The next two figures illustrates the reading process for an associative memory. First, the mask and MBR registers are loaded. The mask tells which bits of the MBR must match with some word in memory. Whereever there is a 1 in the mask, the corresponding bit of the MBR must match a word in memory. If there is a 0, no match is done. Thus, the mask tells which part of the MBR is the "key" and which part is the "value". Fig. 12.7.2 shows this.
Fig. 12.7.2: Setup for associative memory search for 11011100
Fig. 12.7.3 shows that the fourth word of memory matched so the word is copied into the MBR.
What this figure does not show is that if 11011100 was not found in any word, a failure bit would be set so the computer would not erroneously interpret what is left in the MBR as the searched-for contents.

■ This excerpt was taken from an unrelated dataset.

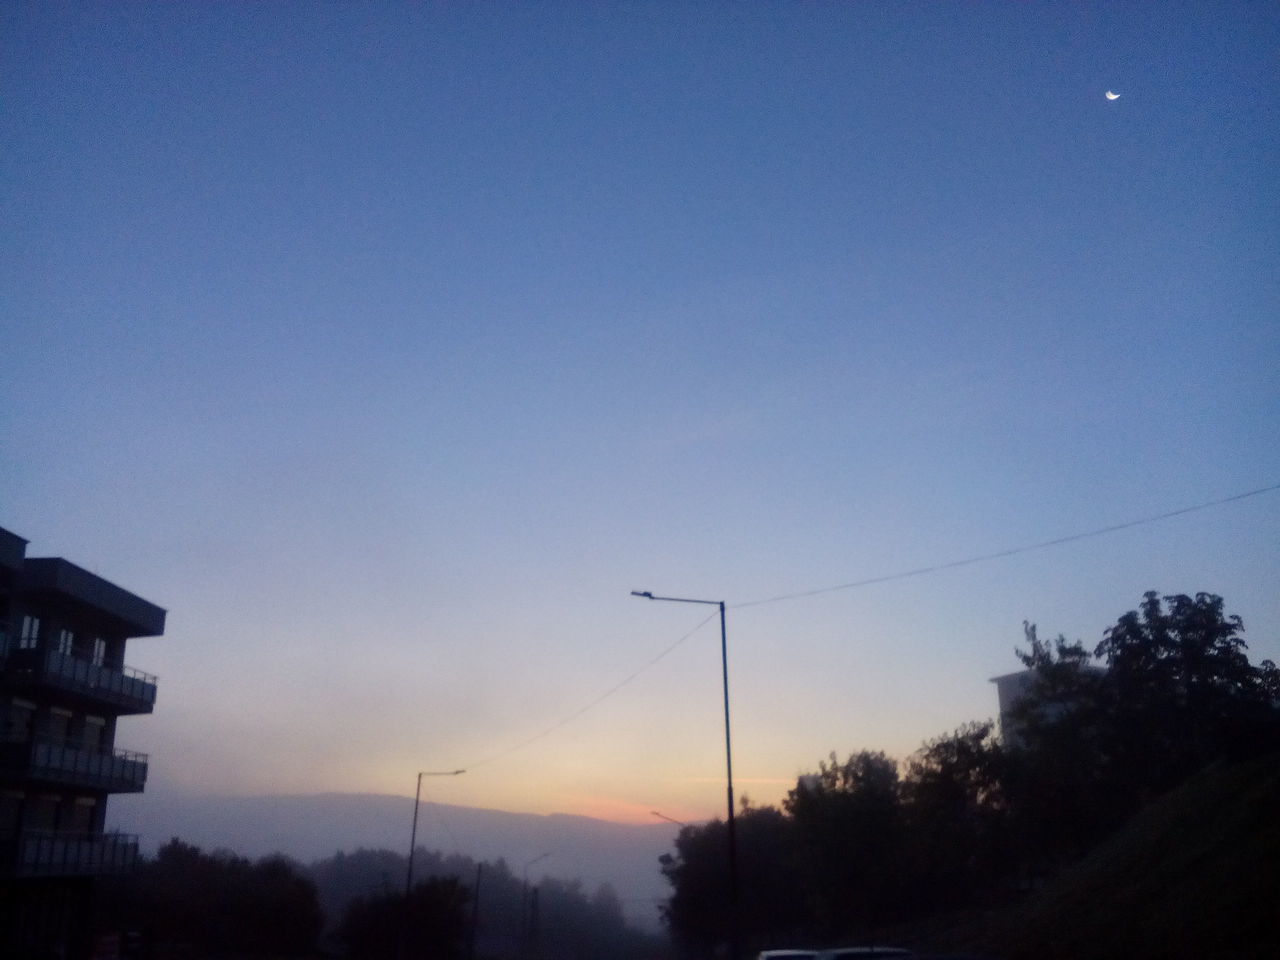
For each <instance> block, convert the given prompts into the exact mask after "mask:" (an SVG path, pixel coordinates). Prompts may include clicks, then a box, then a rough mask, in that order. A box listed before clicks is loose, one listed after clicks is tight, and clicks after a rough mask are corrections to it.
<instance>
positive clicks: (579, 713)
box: [466, 611, 719, 771]
mask: <svg viewBox="0 0 1280 960" xmlns="http://www.w3.org/2000/svg"><path fill="white" fill-rule="evenodd" d="M718 616H719V612H718V611H716V612H713V613H712V614H710V616H708V617H707V618H705V620H704V621H701V622H700V623H699V625H698V626H696V627H694V628H692V630H690V631H689V632H687V634H685V635H684V636H682V637H680V639H678V640H677V641H676V643H673V644H671V645H669V646H667V648H666V649H664V650H663V652H662V653H659V654H658V655H657V657H654V658H653V659H650V660H649V662H648V663H645V664H644V666H641V667H639V668H636V669H635V671H634V672H631V673H630V675H627V676H626V677H623V678H622V680H620V681H618V682H617V684H614V685H613V686H611V687H609V689H608V690H605V691H604V692H603V694H600V695H599V696H596V698H595V699H594V700H591V701H590V703H588V704H586V705H584V707H580V708H579V709H576V710H573V713H571V714H568V716H567V717H564V719H561V721H557V722H556V723H553V724H552V726H549V727H547V728H545V730H543V731H539V732H538V733H534V735H532V736H531V737H529V739H527V740H521V741H520V742H518V744H515V745H513V746H508V748H507V749H506V750H502V751H500V753H497V754H493V755H492V756H486V758H484V759H483V760H476V762H475V763H468V764H467V767H466V768H467V769H468V771H470V769H475V768H476V767H483V765H484V764H486V763H493V762H494V760H500V759H503V758H504V756H509V755H511V754H513V753H516V751H517V750H524V749H525V748H526V746H530V745H532V744H536V742H538V741H539V740H541V739H543V737H545V736H548V735H550V733H554V732H556V731H557V730H559V728H561V727H563V726H566V724H568V723H572V722H573V721H576V719H577V718H579V717H581V716H582V714H584V713H586V712H588V710H590V709H591V708H593V707H595V705H596V704H599V703H602V701H603V700H608V699H609V698H611V696H613V695H614V694H616V692H618V690H621V689H622V687H625V686H626V685H627V684H630V682H631V681H632V680H635V678H636V677H639V676H640V675H641V673H644V672H645V671H646V669H649V668H650V667H653V666H654V664H655V663H658V660H660V659H662V658H663V657H666V655H667V654H669V653H671V652H672V650H675V649H676V648H677V646H680V645H681V644H682V643H685V640H687V639H689V637H691V636H692V635H694V634H696V632H698V631H699V630H701V628H703V627H705V626H707V625H708V623H710V622H712V620H714V618H716V617H718Z"/></svg>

Associative memories are great for finding things quickly because the gates are set up to compare every word with the MBR all at once and to tell if the value is found. The alternative is to sequentially compare every word in the memory, which would take time.

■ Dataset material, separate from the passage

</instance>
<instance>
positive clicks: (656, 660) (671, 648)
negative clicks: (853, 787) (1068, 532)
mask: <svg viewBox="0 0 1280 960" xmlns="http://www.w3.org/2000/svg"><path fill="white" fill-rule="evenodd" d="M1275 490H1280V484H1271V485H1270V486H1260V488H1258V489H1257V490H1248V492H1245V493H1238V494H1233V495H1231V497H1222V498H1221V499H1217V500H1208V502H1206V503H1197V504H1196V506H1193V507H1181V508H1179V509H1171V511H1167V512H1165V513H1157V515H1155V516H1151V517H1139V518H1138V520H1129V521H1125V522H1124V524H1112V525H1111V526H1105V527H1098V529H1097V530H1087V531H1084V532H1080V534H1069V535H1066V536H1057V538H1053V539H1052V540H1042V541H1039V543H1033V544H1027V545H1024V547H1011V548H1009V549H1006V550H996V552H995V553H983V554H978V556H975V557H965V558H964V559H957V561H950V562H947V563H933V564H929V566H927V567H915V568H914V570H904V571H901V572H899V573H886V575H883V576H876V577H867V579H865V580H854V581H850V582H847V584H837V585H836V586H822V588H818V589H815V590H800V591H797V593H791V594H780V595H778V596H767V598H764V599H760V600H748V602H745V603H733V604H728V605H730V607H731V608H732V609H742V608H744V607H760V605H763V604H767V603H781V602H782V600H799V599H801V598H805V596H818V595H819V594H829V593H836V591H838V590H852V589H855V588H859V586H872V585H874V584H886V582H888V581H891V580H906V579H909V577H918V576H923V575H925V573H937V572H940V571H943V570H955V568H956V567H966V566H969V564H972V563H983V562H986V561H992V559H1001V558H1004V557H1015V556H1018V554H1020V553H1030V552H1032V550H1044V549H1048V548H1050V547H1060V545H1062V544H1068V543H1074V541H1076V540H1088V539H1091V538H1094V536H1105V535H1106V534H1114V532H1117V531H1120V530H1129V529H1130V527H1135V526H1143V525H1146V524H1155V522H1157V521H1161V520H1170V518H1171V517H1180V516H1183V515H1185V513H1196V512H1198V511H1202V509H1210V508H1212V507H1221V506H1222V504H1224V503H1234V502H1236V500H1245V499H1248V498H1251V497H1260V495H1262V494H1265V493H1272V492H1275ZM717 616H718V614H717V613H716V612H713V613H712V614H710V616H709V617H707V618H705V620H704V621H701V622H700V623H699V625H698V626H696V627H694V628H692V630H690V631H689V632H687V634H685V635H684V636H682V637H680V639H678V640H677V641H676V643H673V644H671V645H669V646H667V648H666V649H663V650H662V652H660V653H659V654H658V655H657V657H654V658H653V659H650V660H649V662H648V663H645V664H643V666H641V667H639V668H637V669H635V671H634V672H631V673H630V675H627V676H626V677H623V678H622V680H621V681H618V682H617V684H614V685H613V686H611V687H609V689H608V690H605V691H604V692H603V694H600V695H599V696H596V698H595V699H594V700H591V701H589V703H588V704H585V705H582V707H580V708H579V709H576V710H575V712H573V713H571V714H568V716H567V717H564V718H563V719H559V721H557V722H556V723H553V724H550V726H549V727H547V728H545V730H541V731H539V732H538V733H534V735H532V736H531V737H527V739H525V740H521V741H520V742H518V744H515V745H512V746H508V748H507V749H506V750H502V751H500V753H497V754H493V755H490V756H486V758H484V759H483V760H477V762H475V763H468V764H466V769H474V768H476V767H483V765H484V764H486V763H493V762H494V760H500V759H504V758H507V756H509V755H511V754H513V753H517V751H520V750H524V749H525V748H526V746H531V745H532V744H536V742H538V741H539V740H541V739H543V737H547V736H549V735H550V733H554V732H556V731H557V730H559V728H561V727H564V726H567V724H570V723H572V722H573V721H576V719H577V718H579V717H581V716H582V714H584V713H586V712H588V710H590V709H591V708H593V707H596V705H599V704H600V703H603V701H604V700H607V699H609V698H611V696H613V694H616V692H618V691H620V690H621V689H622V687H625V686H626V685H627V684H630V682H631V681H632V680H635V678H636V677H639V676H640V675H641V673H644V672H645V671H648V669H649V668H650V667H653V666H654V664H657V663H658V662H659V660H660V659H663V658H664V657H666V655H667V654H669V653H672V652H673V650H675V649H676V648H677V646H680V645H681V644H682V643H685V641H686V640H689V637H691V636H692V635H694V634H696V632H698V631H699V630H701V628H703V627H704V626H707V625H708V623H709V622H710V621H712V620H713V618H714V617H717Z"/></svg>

In the context of virtual memory, the page number is what is being searched for in the TLB and the corresponding frame number is what is found and returned if that page number is there.

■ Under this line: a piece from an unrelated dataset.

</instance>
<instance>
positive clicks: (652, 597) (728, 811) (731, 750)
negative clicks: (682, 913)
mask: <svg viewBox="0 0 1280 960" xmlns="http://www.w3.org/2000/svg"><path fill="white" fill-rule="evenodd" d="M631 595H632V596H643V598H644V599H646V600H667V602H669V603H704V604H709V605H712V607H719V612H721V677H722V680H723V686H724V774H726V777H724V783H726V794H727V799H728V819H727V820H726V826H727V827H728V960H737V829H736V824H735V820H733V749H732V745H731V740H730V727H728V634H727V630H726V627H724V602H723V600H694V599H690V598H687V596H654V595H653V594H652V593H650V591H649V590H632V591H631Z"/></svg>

There is always a cost, some sort of trade-off or dark side, and for associative memories the cost lies in the complexity of the gates and circuits. Associative memories are larger and more complex than regular memories so TLBs in real computers tend to be tiny, usually 8 or 16 words. Studies have shown that such small TLBs are effective, nevertheless. Approximately 90% of the addresses translated can be done by getting values out of the TLB instead of out of the page table. This percentage is often called the hit ratio, and a positive match of an item with a value in the TLB is called a hit.